A Justiça da Paraíba autorizou o retorno da cobrança da Tarifa de Pós-Utilização (TPU), no valor de R$ 30, na Zona Azul Digital de João Pessoa. A decisão foi tomada nesta terça-feira (4) pela desembargadora Túlia Gomes de Souza Neves, da 3ª Câmara Cível do Tribunal de Justiça da Paraíba (TJPB), que também liberou a retomada da fiscalização do sistema de estacionamento rotativo.

A medida atende a um pedido de reconsideração apresentado pelo Consórcio Sinalvida-Rek Parking e pela SPE Estacionamento Rotativo João Pessoa, responsáveis pela administração do serviço.

Com a decisão, ficam suspensos os efeitos da liminar da 1ª Vara da Fazenda Pública, que havia determinado a interrupção da cobrança da tarifa. A autorização permanecerá válida até o julgamento definitivo do mérito do Agravo de Instrumento pela 3ª Câmara Cível do TJPB.
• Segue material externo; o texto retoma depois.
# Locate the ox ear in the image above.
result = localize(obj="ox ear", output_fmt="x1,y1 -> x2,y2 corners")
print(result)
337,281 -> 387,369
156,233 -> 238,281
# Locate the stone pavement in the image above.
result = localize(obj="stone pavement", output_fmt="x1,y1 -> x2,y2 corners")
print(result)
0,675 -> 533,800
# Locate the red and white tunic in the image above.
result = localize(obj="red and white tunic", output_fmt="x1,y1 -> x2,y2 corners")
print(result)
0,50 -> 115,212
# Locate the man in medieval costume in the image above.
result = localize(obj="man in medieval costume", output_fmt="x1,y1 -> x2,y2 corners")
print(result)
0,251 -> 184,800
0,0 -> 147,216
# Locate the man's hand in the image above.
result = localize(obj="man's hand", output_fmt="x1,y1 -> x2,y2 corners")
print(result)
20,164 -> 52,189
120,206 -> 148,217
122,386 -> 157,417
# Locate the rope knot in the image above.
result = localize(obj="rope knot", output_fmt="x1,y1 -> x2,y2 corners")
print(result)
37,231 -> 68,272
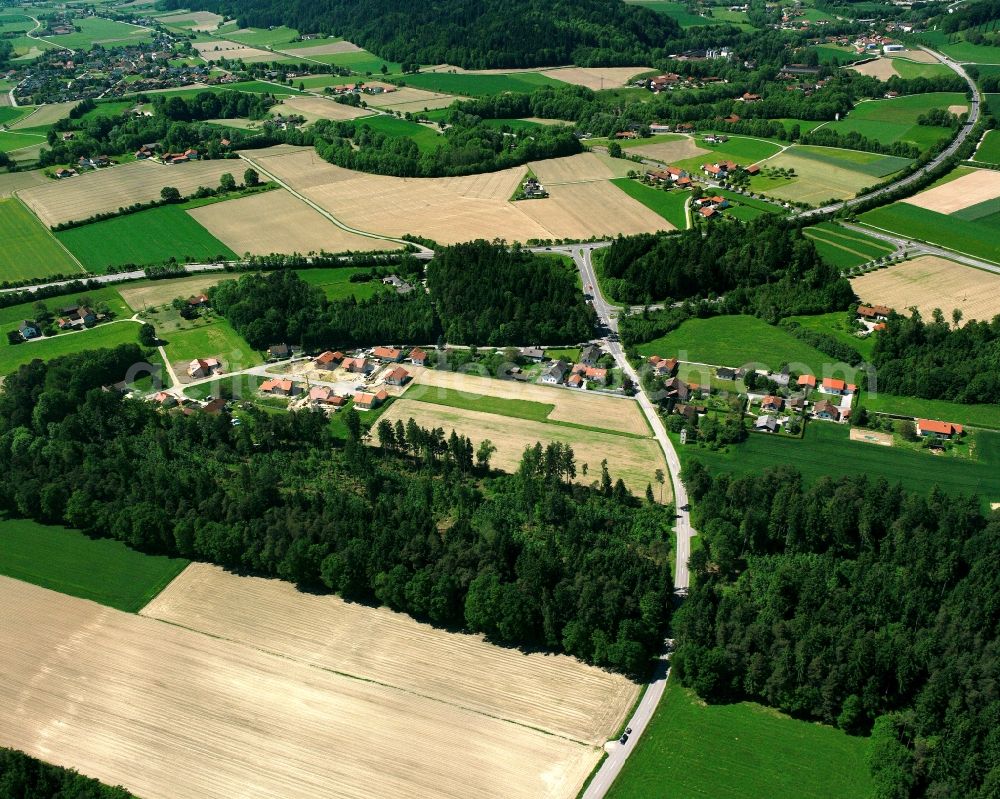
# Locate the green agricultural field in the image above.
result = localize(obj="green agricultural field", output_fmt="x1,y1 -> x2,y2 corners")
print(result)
638,316 -> 854,379
674,422 -> 1000,502
394,72 -> 566,97
860,202 -> 1000,263
608,680 -> 872,799
56,205 -> 236,272
0,519 -> 189,613
972,130 -> 1000,164
163,317 -> 263,372
358,114 -> 444,153
0,321 -> 139,375
861,392 -> 1000,430
297,267 -> 392,300
0,199 -> 83,283
611,178 -> 691,230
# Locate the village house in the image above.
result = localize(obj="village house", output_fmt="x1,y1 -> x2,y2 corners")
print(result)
917,419 -> 962,439
188,358 -> 222,377
354,388 -> 389,411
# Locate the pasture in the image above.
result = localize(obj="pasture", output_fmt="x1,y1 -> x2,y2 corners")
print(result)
55,203 -> 236,272
0,580 -> 604,799
638,316 -> 854,379
608,677 -> 872,799
0,519 -> 189,613
851,255 -> 1000,323
186,189 -> 400,256
19,160 -> 242,227
0,198 -> 83,282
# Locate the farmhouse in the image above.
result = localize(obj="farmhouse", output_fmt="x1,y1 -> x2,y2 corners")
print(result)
917,419 -> 962,439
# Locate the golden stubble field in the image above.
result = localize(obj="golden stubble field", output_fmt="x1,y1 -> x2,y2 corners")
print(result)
18,159 -> 244,227
851,253 -> 1000,324
244,146 -> 665,244
0,566 -> 624,799
188,189 -> 400,255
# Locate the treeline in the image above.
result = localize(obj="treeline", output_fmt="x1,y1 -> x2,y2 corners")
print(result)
312,118 -> 582,177
0,347 -> 672,677
158,0 -> 680,69
209,271 -> 439,350
427,239 -> 594,346
603,219 -> 854,322
673,464 -> 1000,799
872,312 -> 1000,403
0,748 -> 134,799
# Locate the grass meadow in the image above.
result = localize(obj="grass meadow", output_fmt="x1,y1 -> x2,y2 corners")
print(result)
0,198 -> 83,282
608,680 -> 872,799
0,519 -> 188,613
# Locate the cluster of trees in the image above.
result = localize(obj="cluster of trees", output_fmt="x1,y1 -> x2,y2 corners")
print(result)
427,239 -> 594,346
209,271 -> 439,350
603,219 -> 854,322
673,464 -> 1000,799
312,117 -> 582,178
165,0 -> 680,69
872,311 -> 1000,403
0,345 -> 672,677
0,748 -> 133,799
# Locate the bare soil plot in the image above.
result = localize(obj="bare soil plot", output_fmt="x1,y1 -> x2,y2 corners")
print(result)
851,253 -> 1000,324
118,272 -> 236,311
407,367 -> 650,436
629,137 -> 711,164
19,160 -> 243,227
188,189 -> 399,255
851,427 -> 892,447
903,169 -> 1000,214
0,577 -> 599,799
142,563 -> 638,745
542,67 -> 652,91
849,58 -> 899,80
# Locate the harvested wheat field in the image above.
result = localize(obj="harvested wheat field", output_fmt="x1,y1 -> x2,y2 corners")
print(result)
381,395 -> 671,502
903,169 -> 1000,214
188,189 -> 400,255
628,136 -> 711,164
0,577 -> 600,799
18,160 -> 242,227
848,58 -> 899,80
542,67 -> 652,91
142,563 -> 638,745
851,255 -> 1000,324
407,366 -> 650,436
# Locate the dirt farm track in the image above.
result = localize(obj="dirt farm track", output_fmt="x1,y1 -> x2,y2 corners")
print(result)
0,564 -> 637,799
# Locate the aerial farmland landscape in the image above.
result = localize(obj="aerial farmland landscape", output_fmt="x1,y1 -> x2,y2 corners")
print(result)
0,0 -> 1000,799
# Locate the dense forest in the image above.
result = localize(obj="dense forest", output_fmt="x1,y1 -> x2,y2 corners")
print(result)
673,463 -> 1000,799
165,0 -> 680,69
209,271 -> 440,351
872,309 -> 1000,403
0,345 -> 673,677
0,748 -> 132,799
602,220 -> 854,322
427,240 -> 594,346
Desembargadora reconsiderou decisão após análise de documentos

Em decisão anterior, a relatora havia mantido a suspensão da TPU por entender que a cobrança poderia ter caráter abusivo. Um dos fundamentos era a divisão da receita, em que 89,5% seriam destinados às empresas concessionárias e 10,5% ao Município.

Após reavaliar o processo, a desembargadora considerou novos balancetes e demonstrativos contábeis apresentados pelas empresas.

Segundo os documentos, o consórcio acumula resultado operacional negativo de R$ 6,2 milhões e fluxo de caixa deficitário de R$ 5,1 milhões entre fevereiro de 2025 e junho de 2026.

A magistrada destacou que os 89,5% destinados à concessionária não representam lucro líquido, mas recursos voltados ao custeio da operação e aos investimentos em infraestrutura e tecnologia, que, conforme o processo, já ultrapassam R$ 9 milhões.

Tarifa não tem natureza de multa, diz decisão

Na decisão, a desembargadora afirmou que a Tarifa de Pós-Utilização possui natureza de preço público, e não de multa ou sanção administrativa de trânsito.

Segundo a magistrada, a utilização das vagas da Zona Azul é facultativa, já que o motorista pode optar por estacionamentos privados ou por locais onde o estacionamento rotativo não é regulamentado.

A decisão também destaca que a arrecadação da TPU integra o faturamento bruto do sistema, gerando o repasse de 10,5% para os cofres da Prefeitura de João Pessoa.

Suspensão poderia comprometer contrato de concessão

Ao fundamentar a decisão, Túlia Gomes de Souza Neves entendeu que manter a suspensão da cobrança poderia comprometer o equilíbrio econômico-financeiro do contrato de concessão.

De acordo com a magistrada, a medida poderia provocar redução da arrecadação, risco de demissões, interrupção do monitoramento eletrônico e eventual responsabilização do município por indenizações.